Distribution of silicon/e in tissues of mice of different fibrinogen genotypes following intraperitoneal administration of emulsified poly(dimethylsiloxane) [correction of poly(dimethysiloxane)].

Following injection into the abdominal cavity of a C57BL/6 mouse, droplets of emulsified PDMS visible by light microscopy (diameter > or = 1 microm) disseminate to multiple organs of the animal. Because fibrinogen may facilitate dissemination, we compared histologically the accumulation of PDMS droplets in lymph nodes, lungs, spleen, liver, and left kidney of Fib +/+, Fib +/-, and Fib -/- mice of C57BL/6 background 35 and 75 days after intraperitoneal injection of an emulsion of the polymer.

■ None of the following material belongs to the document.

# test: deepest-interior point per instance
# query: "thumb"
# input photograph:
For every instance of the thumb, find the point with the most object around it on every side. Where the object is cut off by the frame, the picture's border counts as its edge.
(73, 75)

We also used ICP-AES to assess the accumulation of silicon in the lymph nodes, livers, and spleens of the animals. The emulsion droplets ranged in diameter from approximately 0.04 to approximately 80 microm. PDMS droplets visible by light microscopy were in all organs of both Fib +/+ mice and Fib +/- mice. In those animals, droplets were invariably either within or adjacent to inflammatory cells, predominantly macrophages. In contrast, PDMS droplets were visible in none of the organs of Fib -/- mice. Despite the absence of visible droplets in them, the lymph nodes, livers, and spleens of Fib -/- mice, like the corresponding organs of Fib +/+ and Fib +/- mice, contained measurable silicon after 35 and 75 days. The amount of silicon, however, was always greater in the organs of Fib +/+ and Fib +/- mice than in the organs of Fib -/- mice. We attribute the presence of silicon in organs that had no histologic evidence of droplets to diffusion of the very smallest droplets/soluble species of PDMS from the abdominal cavity. Taken together, our data and observations implicate a role for fibrinogen in the dissemination of larger PDMS droplets in vivo. We propose this role involves recognition of droplet-bound fibrinogen by macrophages and, perhaps, other inflammatory cells, and the subsequent fibrinogen-facilitated ingestion and/or extracellular movement of the droplets by those cells.